The fact that Russia and China make up two fifth of the permanent security council has always bothered me, and Brooks only revealed this hypocrisy of UN, a supposedly advanced democratic creation, while been straight-jacketed by undemocratic components. The rest of his arguments includes (1) UN's lack of accountability, (2) the superiority of U.S. Constituition, (3) lack of enforcibility of its resolution, and (4) its anti-Zionist agenda. (1) is really inevitable in any large institution, including the U.S.--at least UN fires people when things go bad. (2) is really an extention of his best argument, i.e. everyone needs to become more democratic, like us (or U.S.), wink wink. (3) is partly the result of large members like the U.S. and Russia and China. (4), well, I will leave that alone.

So yes, the belief that UN should act as a superduper World Government is naive, but build strong international institution isn't easy, but it is necessary.

P.S. Perhaps a better idea to build strong and democratic global institutions should be modeled after EU. Its membership is based on potential nations' ability to demonstrate democratic governance and sound fiscal responsibility.
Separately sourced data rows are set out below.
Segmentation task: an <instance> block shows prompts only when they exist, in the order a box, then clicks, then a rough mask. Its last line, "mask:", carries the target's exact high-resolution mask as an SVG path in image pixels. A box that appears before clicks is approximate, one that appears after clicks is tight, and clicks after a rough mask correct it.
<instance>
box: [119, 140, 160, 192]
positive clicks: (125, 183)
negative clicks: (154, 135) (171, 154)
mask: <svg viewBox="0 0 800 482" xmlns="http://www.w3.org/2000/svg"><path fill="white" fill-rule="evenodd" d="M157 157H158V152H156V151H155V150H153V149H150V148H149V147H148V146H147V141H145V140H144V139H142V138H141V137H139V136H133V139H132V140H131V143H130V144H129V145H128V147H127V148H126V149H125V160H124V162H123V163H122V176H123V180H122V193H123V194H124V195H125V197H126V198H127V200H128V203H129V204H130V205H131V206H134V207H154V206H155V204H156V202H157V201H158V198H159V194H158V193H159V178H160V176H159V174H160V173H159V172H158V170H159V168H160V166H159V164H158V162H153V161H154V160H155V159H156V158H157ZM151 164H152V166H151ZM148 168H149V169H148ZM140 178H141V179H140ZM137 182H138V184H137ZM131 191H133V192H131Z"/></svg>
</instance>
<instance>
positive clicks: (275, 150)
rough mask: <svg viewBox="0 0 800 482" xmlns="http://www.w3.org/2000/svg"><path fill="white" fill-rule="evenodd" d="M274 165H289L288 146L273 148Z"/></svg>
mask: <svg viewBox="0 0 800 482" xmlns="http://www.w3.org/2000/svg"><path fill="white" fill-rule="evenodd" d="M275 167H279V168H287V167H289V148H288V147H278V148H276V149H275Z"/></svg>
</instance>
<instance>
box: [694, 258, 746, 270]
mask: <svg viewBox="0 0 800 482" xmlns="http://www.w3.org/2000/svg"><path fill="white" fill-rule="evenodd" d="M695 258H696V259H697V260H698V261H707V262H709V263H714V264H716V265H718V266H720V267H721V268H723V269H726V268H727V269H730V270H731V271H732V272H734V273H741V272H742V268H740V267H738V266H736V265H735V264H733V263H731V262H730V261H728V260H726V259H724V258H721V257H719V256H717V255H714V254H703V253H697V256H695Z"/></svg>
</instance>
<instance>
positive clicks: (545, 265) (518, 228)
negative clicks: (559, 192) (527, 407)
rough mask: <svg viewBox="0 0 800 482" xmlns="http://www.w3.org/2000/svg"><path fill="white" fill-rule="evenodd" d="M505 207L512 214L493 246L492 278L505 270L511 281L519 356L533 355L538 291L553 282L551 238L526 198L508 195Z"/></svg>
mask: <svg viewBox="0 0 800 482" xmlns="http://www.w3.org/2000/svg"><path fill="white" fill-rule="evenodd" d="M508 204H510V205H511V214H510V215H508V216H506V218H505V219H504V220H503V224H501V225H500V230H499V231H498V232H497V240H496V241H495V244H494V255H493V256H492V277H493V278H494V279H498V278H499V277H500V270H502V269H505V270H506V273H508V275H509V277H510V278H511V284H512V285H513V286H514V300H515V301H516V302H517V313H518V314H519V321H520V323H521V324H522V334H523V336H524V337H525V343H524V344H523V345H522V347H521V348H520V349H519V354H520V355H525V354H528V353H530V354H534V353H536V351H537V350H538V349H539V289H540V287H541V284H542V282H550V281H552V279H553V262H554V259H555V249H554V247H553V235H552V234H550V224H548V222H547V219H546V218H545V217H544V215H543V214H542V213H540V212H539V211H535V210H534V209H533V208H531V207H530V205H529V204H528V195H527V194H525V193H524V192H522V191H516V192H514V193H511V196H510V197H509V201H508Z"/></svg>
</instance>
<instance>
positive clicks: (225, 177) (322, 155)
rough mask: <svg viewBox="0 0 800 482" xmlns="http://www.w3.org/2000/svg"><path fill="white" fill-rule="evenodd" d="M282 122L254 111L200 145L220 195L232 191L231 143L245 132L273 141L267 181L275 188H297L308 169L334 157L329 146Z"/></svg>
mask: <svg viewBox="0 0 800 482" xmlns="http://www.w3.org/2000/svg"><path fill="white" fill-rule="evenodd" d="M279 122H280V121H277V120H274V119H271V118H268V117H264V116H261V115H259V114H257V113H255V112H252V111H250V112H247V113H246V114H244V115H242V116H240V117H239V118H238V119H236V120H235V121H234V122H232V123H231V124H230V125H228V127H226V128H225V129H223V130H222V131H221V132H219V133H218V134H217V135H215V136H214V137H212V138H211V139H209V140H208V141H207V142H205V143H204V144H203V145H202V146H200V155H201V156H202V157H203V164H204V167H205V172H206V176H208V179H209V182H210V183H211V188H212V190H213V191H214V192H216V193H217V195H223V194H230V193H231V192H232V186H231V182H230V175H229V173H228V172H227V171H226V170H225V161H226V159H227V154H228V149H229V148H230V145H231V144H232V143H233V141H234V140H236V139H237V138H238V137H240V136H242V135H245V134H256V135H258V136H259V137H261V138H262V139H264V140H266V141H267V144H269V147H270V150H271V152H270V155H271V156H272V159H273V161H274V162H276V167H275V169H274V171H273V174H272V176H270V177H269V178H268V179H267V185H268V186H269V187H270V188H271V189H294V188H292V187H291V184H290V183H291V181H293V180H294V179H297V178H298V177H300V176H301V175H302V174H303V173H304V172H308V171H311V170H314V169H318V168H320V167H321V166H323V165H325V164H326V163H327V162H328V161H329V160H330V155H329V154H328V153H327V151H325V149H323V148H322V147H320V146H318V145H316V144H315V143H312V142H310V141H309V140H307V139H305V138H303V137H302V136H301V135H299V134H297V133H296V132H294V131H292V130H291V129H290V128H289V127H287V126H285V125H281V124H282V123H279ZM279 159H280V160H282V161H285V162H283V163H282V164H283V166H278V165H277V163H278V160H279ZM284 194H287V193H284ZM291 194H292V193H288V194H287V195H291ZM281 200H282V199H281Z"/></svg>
Ok, maybe not the latter.

Friday, April 08, 2005

Who killed Lenin?

The consensus in the mass media the days following John Paul II is that he brought down communism in East Europe. His contribution has been cited as high as 50%. Call me naive and ignorant, but I can't imagine one man's power to bring down a socio-economical experiment as big as the iron curtain/communist bloc. It seems that everyone points to his memorable return to Poland after he became the Pope. But of course he would. He is the Pope, who's going to touch him? He went back to the home country. Did he do anything to denounce the regime? No. Communism in Europe failed because it failed match the economical progress from the West, not because of token gestures by a religious leader. I don't think I ever heard of anyone who mentioned John Paul II's name in conversations about the fall of communism until this year!

It seems that if anyone should be taking credit for helping the democratic movement in Poland and the neighboring countries would not be the Polish bishop and future Pope, but the cardinals that broke the stranglehold Italians had on the papacy and elected someone from a communist country as the next Pope. So I say, let's elect a Chinese Pope and we will just wait another 10 years for CCP to crack up.